In this first issue of All-Star Batman #1, Snyder and Romita, Jr. give us a Batman on the run, the first installment of a road adventure in which Batman and Two-Face flee from both good guys and bad and face betrayal and greed at every turn. These guys are no Hope and Crosby, and the landscape they traverse is truly like the end of times. The bugs here are third-rate villains Firefly and Killer Moth, with Black Spider thrown in for good measure. They’re driven by a bribe and a threat from Two-Face, the first-rate villain whose scarred visage is a none-too-subtle metaphor for the divide between the good and evil, or the madness and sanity, that divides us all.
Two-Face is most often driven by the evil side, of course. The soul of district attorney Harvey Dent hardly ever gets a chance to show its face. It does here, briefly, in a message to Batman that begs for his help and that pleads for one last bit of trust, one remaining flicker of hope. Then the fiend strikes again and Gotham burns in an acid rain like the acid that burned Harvey Dent’s face, that left the scar, inside and out, that made the villain.
It’s like the end of times.
Batman has spent a lot of his career living in the end of times. Frank Miller put him there in 1986’s The Dark Knight Returns and he can’t seem to stay away. In these stories, Gotham’s gone to hell. Crime runs rampant. The streets are overrun with threats. Villains burn terror into the hearts of the citizens, into the soul of the city.
So Batman ups the ante; he fights fire with fire. Time and again he relives the death of his parents. He sees the gun gleam in the dark alley. He sees his mother’s pearls, torn from her neck, splash into pools of dirty water. He sees the blood and feels the pain. In these stories, Batman is the spirit of pure vengeance, shaped by the evil that took his parents and by the evil that he encounters every time he goes out into the dark night to face the evil heart of the city.

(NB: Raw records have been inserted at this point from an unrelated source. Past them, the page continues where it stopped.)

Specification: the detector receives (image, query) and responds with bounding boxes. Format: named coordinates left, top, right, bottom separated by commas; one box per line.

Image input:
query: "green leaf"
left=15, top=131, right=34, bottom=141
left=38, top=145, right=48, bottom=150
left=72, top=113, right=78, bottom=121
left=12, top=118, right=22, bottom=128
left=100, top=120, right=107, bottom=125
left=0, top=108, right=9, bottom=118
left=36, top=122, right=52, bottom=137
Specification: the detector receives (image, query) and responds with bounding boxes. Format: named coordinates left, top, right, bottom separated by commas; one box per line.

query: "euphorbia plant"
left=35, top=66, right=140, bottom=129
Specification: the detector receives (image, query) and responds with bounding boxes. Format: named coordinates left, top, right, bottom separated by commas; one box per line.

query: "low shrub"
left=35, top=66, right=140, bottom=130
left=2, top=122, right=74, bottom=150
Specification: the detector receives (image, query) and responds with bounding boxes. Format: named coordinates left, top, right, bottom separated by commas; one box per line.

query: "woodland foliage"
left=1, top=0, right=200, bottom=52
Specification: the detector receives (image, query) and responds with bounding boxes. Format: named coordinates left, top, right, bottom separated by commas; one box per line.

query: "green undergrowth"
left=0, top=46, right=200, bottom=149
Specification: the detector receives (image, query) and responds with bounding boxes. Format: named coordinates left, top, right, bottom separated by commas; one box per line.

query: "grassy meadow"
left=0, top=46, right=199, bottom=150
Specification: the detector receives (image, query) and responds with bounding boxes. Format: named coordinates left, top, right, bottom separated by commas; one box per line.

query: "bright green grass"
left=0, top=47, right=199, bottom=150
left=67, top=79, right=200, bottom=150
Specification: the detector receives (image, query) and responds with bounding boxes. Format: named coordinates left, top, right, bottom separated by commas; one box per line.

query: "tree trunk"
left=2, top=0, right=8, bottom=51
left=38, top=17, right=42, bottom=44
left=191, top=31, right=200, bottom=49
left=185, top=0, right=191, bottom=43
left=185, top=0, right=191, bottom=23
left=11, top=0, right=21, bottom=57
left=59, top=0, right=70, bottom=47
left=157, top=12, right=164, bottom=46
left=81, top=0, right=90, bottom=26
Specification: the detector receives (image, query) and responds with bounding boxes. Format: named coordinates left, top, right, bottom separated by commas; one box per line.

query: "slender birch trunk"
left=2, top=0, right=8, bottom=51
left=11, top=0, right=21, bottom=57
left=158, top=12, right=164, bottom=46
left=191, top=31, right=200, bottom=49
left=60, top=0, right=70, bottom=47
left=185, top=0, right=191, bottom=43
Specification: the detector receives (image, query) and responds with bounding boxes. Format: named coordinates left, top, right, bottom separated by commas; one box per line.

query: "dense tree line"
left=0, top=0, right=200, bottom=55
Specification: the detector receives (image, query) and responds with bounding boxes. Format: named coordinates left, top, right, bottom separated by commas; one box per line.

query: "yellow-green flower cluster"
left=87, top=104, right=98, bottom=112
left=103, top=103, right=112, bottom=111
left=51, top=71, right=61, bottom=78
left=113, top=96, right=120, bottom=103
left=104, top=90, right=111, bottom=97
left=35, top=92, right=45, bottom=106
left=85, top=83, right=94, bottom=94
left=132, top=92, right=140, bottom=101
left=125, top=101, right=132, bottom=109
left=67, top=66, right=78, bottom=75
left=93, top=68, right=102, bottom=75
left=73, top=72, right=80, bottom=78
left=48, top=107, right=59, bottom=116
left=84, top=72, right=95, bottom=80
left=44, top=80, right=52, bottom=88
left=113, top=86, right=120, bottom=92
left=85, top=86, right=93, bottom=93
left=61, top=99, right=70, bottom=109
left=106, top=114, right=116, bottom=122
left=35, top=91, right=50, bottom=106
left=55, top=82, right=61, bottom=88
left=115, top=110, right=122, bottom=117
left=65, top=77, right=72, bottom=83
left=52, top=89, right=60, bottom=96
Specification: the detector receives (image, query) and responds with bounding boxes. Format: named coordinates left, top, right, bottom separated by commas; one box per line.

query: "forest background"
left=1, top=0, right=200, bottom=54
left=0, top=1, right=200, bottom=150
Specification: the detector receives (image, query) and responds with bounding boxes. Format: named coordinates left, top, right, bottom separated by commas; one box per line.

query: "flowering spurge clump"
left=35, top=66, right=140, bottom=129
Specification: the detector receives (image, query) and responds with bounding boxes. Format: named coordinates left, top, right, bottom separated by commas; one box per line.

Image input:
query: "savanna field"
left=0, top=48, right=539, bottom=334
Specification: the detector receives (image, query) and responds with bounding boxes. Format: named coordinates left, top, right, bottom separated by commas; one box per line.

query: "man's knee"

This world is like the dark hellscape described by craven politicians who seek to build fear and mistrust in lieu of courage and hope, where terror lurks at every corner, where every stranger is a threat, and where the spirit of vengeance is the spirit of the times.
This Batman is not a superhero; he’s a vigilante. The violent death of his parents has made him as twisted as those he battles. He’s a brother to the Joker. His soul is as divided as Harvey Dent’s.

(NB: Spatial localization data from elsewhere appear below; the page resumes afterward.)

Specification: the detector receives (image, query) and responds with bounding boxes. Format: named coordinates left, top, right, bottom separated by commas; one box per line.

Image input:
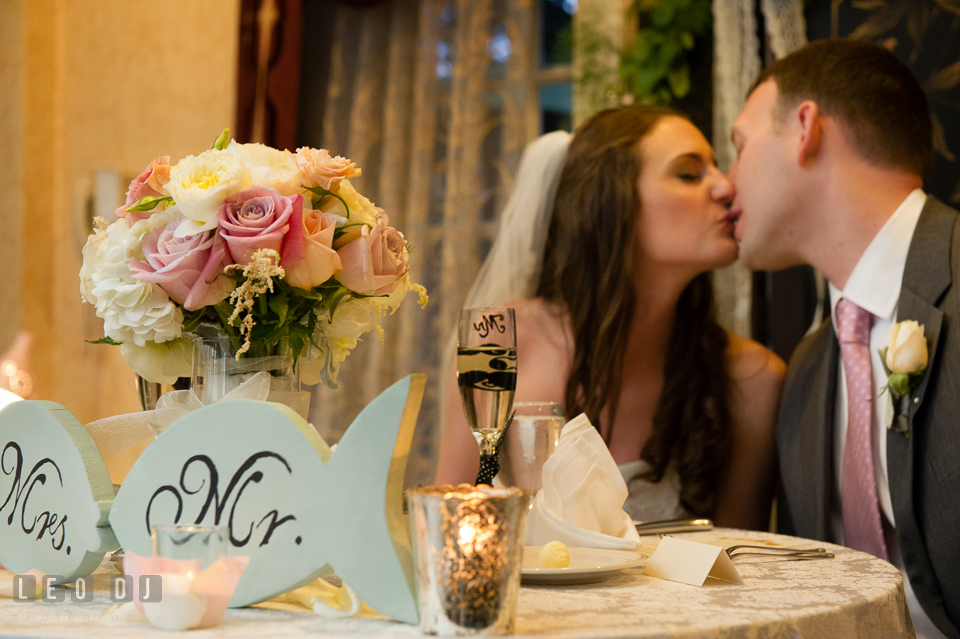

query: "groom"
left=729, top=39, right=960, bottom=639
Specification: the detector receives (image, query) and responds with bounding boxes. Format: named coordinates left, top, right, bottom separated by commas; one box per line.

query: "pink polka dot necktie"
left=836, top=298, right=888, bottom=560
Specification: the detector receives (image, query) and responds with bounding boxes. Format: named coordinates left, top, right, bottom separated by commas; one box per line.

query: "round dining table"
left=0, top=528, right=913, bottom=639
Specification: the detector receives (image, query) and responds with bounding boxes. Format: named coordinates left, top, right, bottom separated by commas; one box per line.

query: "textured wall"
left=20, top=0, right=240, bottom=422
left=0, top=0, right=25, bottom=356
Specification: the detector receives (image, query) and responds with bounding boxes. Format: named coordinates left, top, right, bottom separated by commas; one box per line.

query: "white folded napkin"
left=524, top=413, right=642, bottom=550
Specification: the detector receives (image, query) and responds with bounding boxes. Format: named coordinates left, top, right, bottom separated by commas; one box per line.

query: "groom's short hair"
left=754, top=38, right=933, bottom=177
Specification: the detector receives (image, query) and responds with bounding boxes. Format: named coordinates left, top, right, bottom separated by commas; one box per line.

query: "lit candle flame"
left=459, top=525, right=476, bottom=543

Then there’s this story by Snyder and Romita which shows us something different, something older, something purer, something truer to who Batman has always been — a Batman driven not by vengeance and fear but by hope and faith. Snyder has walked the line with Batman masterfully in his long tenure on the character, giving us the dark Batman that we deserve while providing the glimmers of hope that we so desperately need. This story is no exception. This Batman believes the Two-Face can be saved, just like he’s always believed he could be saved. He believes in his friend Harvey Dent past the time where that belief makes sense. He has hope when hope seems foolish and naïve.
Two-Face calls for Batman’s help but then works to make sure that Batman fails. Like both Wikileaks and the national security state, he has the goods on everybody and he is willing to ruin lives to get people to bend to his will, to toe the line, to betray their friends. In Snyder’s story they do bend, they do toe the line, they do betray. They lose hope.
But not Batman. With all the villains of Gotham hot on his trail, with friends willing to shoot him in the back, with the man who he is trying to save working against him, Batman carries on.
One must think that there is more that motivates Batman than the tragic death of his parents. In order for him to be human, there would have to be. Tragedy, after all, transforms into promise. Loss becomes gain. We pick ourselves up and we carry on, and, at our best, we honor those who have fallen to evil by continually choosing the good.
Batman fingers the coin that Two-Face uses to choose good or evil, a game of chance that is as immoral as one of its potential outcome. He fingers the coin, then he flings it away, committed to hope and to faith.
Snyder and Romita have produced a riveting first issue and given us, here, at the so-called end of times, the Batman we so desperately need.